Unusually mild and wet conditions in December and early January caused wheat to green up and created concern about whether the wheat is more susceptible to cold injury if temperatures were to drop sharply, said Jim Shroyer, K-State Research and Extension crop production specialist. For now, at least, there is no reason for concern.

"Although the wheat is green, and may even have been growing a bit in the more southern areas of Kansas during December and early January, that does not mean it will have lost all of its winter hardiness," Shroyer said. "As long as nighttime temperatures are below freezing most days, wheat will retain a sufficient level of winter hardiness."

An occasional period of one to three days where nighttime temperatures do not get below freezing will not cause significant loss of winter hardiness, he said. It is when nighttime temperatures consistently stay above freezing for a week or so that there may be some loss of winter hardiness.

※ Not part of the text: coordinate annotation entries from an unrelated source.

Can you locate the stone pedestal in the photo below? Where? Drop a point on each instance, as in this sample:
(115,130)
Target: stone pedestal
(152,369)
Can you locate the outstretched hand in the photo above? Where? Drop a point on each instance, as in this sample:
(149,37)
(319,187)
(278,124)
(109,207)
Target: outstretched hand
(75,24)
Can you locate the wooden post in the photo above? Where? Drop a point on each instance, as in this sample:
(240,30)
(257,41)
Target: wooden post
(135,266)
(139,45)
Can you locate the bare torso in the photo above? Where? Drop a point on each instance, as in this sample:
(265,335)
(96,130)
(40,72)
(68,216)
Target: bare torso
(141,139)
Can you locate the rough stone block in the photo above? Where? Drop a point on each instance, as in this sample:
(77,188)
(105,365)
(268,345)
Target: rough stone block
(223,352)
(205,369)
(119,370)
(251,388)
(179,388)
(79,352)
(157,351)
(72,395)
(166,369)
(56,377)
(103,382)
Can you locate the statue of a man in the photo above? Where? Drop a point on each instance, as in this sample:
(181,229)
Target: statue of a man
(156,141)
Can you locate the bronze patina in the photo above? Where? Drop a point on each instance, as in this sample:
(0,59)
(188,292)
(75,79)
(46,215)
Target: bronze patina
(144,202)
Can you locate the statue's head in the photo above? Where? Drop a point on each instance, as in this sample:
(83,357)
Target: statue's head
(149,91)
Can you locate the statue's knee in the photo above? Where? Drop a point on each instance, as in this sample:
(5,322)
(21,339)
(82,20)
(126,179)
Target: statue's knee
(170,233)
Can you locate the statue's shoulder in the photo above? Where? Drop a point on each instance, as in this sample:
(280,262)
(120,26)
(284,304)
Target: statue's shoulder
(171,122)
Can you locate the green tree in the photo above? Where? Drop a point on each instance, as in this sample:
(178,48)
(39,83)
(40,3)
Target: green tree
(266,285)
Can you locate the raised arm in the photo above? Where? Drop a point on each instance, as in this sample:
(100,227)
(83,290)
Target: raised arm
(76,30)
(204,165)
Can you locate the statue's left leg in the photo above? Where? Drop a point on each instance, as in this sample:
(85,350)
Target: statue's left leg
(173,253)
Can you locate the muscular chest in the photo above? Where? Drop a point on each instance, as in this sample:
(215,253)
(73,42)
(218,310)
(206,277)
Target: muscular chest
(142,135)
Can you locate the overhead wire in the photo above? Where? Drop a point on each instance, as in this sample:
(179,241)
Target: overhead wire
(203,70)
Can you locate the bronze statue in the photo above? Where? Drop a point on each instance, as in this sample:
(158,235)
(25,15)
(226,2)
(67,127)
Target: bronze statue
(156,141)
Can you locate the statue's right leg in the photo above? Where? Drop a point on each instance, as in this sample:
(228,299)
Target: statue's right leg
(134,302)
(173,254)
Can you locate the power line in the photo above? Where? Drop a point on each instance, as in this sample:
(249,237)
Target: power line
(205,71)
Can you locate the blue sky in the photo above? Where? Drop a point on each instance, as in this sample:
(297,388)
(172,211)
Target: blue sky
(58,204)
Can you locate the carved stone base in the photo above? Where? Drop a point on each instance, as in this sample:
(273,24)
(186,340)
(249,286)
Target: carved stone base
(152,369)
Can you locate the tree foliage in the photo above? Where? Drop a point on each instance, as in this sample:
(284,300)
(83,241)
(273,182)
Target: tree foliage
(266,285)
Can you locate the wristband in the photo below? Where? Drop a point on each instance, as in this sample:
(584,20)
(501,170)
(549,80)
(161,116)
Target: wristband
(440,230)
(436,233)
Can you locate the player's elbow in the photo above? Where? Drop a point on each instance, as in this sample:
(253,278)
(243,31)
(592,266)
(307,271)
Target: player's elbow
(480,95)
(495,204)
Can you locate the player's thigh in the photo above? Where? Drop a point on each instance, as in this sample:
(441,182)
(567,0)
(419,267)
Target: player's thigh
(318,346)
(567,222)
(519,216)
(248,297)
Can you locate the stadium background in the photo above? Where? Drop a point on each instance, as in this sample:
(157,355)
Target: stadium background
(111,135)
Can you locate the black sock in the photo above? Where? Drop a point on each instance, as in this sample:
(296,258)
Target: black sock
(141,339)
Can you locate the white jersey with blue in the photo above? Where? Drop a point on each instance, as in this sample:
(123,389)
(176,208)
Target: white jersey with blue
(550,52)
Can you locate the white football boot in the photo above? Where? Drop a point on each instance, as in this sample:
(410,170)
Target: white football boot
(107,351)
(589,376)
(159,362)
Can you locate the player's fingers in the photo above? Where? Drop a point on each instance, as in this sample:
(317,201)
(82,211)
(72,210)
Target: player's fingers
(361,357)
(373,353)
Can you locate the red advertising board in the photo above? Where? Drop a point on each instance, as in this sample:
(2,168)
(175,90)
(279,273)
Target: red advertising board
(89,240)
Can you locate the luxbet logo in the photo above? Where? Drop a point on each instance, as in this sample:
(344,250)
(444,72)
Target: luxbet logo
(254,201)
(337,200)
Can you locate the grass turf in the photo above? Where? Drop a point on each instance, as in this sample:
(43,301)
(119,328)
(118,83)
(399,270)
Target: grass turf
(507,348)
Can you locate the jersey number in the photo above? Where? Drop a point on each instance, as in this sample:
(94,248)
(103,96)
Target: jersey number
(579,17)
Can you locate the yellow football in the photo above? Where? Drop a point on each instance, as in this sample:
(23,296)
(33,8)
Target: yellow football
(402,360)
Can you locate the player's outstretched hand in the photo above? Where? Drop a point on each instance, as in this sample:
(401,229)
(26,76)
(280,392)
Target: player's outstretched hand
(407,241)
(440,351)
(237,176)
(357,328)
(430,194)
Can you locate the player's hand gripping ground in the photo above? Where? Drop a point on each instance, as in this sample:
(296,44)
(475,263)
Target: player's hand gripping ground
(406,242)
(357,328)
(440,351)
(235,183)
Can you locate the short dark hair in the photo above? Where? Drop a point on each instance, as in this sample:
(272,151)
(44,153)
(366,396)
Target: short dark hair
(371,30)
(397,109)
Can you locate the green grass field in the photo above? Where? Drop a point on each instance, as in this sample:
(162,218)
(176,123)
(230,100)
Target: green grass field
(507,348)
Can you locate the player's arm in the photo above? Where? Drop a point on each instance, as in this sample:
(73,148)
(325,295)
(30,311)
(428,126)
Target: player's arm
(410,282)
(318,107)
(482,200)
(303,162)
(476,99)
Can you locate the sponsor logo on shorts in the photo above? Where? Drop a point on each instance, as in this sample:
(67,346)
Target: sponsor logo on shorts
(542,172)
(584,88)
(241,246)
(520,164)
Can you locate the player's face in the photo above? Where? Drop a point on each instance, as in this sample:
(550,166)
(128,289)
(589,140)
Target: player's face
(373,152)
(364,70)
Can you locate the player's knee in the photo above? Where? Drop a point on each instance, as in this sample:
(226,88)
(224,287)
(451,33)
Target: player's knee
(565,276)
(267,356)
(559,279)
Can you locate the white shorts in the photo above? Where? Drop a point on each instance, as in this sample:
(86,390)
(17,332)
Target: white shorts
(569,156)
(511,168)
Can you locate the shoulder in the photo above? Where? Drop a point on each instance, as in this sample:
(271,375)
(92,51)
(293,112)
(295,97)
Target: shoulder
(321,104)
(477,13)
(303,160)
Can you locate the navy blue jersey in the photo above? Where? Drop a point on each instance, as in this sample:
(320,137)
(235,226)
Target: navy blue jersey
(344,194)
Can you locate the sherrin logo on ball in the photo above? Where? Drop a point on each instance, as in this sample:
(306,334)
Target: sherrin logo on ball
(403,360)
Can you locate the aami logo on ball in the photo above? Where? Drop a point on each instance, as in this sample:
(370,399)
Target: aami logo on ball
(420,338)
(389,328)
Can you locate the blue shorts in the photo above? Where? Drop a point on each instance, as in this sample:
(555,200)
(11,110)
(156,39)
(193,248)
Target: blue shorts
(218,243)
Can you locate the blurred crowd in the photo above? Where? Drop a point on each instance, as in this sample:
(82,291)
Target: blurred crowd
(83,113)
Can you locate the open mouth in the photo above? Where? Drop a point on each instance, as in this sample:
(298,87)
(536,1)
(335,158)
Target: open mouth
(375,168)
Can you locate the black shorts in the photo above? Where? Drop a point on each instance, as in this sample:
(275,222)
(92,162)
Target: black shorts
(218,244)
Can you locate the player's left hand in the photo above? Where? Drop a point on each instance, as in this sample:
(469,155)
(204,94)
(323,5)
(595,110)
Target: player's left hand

The process of gaining and losing winter hardiness in winter wheat is a gradual one, he said.

Temperatures fluctuate most years as winter begins and ends, and wheat's winter hardiness tends to ratchet up and down with the temperatures. After a warm spell in winter, wheat will lose some winter hardiness--but it will regain it as temperatures get cold again, he added.

"Every time this happens, however, the wheat will lose some winter hardiness. The peak level of winter hardiness in wheat occurs when temperatures get cold and stay cold all winter. Wheat that greens up and then goes back into dormancy will not have quite the same level of winter hardiness as wheat that remains dormant all winter," he said.

The bigger concern for wheat in general is that subsoils are still dry in most areas of Kansas, Shroyer said.

December rainfall in most areas of Kansas helped improve topsoil moisture conditions, and there is more reason for optimism about this year's wheat crop than there was at planting time, he said. But subsoils remain dry, which could be a problem later this spring.

"Wheat conditions have improved, but we're not out of the woods yet," he said.